We have mentioned before that the transformer has become the swiss army knive for the deep learning community. This transformer has a general purpose architecture that can be applied to many modalities. In this section we will discuss how we can use layers of transformer encoders for computer vision, the so called vision transformer[1] .

For the sake of explanation let's assume that we are dealing with images of size 4x4 pixels.

The naive approach would be to allow each pixels to attend to each other pixel in the image, but the computational cost for the calculation of attention would explode when the size of the image increases. Instead we divide the image into quadratic patches. For our small example we could create patches of size 2x2.

Remember that the transformer expects vector embeddings as inputs. To achieve that we first flatten the patches.

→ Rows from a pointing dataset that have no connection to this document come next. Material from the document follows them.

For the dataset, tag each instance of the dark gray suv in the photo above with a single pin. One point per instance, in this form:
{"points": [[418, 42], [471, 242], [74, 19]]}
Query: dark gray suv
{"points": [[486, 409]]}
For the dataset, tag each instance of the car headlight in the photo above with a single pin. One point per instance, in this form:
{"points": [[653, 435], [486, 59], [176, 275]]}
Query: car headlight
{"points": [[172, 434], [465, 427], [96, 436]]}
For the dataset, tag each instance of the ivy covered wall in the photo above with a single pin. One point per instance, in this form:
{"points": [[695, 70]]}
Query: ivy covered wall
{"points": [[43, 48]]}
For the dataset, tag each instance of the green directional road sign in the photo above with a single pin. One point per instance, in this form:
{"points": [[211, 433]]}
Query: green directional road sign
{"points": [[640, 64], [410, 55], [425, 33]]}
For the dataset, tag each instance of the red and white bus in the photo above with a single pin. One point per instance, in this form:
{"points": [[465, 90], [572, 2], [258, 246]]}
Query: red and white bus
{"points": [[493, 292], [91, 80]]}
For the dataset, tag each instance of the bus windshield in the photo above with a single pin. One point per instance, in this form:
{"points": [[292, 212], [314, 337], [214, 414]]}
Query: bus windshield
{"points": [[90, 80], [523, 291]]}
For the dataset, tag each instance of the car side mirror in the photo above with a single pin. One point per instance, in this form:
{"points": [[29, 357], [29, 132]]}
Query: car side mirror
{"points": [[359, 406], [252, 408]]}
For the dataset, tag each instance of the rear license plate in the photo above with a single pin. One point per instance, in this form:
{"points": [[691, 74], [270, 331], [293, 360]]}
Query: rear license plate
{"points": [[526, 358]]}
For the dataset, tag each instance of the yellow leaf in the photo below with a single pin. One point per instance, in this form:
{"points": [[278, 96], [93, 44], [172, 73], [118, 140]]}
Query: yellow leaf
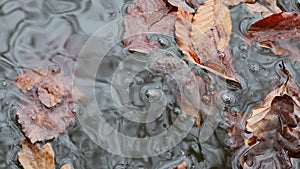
{"points": [[34, 157]]}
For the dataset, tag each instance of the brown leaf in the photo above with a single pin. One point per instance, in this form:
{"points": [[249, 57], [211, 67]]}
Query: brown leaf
{"points": [[204, 37], [259, 8], [181, 166], [147, 17], [274, 125], [285, 26], [46, 110], [187, 5], [34, 157]]}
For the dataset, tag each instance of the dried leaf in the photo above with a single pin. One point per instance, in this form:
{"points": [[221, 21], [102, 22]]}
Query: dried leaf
{"points": [[204, 37], [285, 26], [271, 5], [46, 111], [259, 8], [34, 157], [147, 17], [67, 166], [275, 129], [187, 5], [181, 166]]}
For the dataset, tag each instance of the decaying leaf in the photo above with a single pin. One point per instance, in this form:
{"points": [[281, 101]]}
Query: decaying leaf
{"points": [[204, 37], [47, 109], [187, 5], [276, 33], [67, 166], [191, 87], [274, 125], [259, 8], [181, 166], [284, 25], [146, 17], [34, 157]]}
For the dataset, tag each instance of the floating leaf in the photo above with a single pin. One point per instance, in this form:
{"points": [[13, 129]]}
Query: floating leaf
{"points": [[146, 17], [34, 157], [67, 166], [274, 125], [187, 5], [285, 25], [259, 8], [47, 109], [204, 37], [181, 166]]}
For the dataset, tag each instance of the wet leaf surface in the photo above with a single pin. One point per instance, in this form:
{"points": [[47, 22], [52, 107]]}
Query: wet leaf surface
{"points": [[187, 5], [274, 125], [46, 111], [35, 157], [181, 166], [144, 18], [204, 37]]}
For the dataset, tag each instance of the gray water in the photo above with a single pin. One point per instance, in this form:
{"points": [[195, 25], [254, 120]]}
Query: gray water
{"points": [[37, 34]]}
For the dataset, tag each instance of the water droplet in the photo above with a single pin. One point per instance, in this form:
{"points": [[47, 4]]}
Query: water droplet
{"points": [[139, 80], [228, 98], [75, 108], [205, 99], [243, 55], [243, 47], [177, 110], [3, 83], [157, 149], [153, 95], [254, 67], [54, 69], [182, 116], [164, 43]]}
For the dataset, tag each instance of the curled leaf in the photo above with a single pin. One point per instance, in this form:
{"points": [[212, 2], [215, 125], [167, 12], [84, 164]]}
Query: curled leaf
{"points": [[274, 125], [34, 157], [204, 37], [47, 109]]}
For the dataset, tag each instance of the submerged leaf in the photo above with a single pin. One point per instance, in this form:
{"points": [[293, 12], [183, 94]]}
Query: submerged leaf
{"points": [[146, 17], [204, 37], [34, 157], [46, 111], [274, 125]]}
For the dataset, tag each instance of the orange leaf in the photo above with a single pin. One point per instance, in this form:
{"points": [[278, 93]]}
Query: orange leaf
{"points": [[204, 37], [34, 157]]}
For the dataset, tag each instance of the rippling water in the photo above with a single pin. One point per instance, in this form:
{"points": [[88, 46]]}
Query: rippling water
{"points": [[37, 34]]}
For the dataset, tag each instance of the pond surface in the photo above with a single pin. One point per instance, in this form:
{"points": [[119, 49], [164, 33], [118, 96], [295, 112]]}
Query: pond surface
{"points": [[36, 34]]}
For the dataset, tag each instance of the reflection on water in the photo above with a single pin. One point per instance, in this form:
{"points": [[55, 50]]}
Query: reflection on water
{"points": [[36, 34]]}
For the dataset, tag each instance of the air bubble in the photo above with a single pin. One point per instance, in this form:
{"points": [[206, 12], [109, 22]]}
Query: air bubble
{"points": [[157, 149], [75, 108], [177, 110], [54, 69], [3, 83], [228, 98], [243, 47], [164, 43], [139, 80], [254, 67]]}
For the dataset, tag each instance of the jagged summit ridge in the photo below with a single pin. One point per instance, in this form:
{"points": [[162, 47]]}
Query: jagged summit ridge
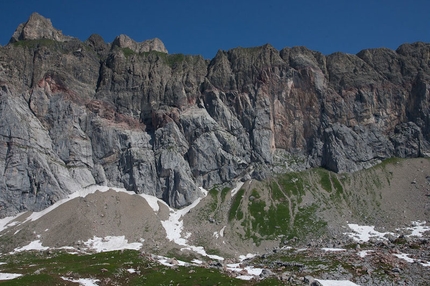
{"points": [[165, 124], [37, 27], [124, 41]]}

Next we project the flattened patches linearly, by running each individual vector through the same linear layer using the same weights and bias. This result can be compared to the token embeddings in the traditional transformer. We additionally create a separate learnable embedding (vector on the left in the image below). This embedding corresponds to the classification token and will be used at a later stage to classify our images.

At this point our model can not differentiate between the different positions of the vectors in the image. Therefore we create positional embeddings and add those to linear projections.

Finally we pass those embeddings through layers of encoders and allow each embedding to attend to each other embedding. At the output layer we ignore all vectors, except the one corresponding to the classification token. This token is used as the input to a fully connected layer and we train the whole network jointly on a classification task.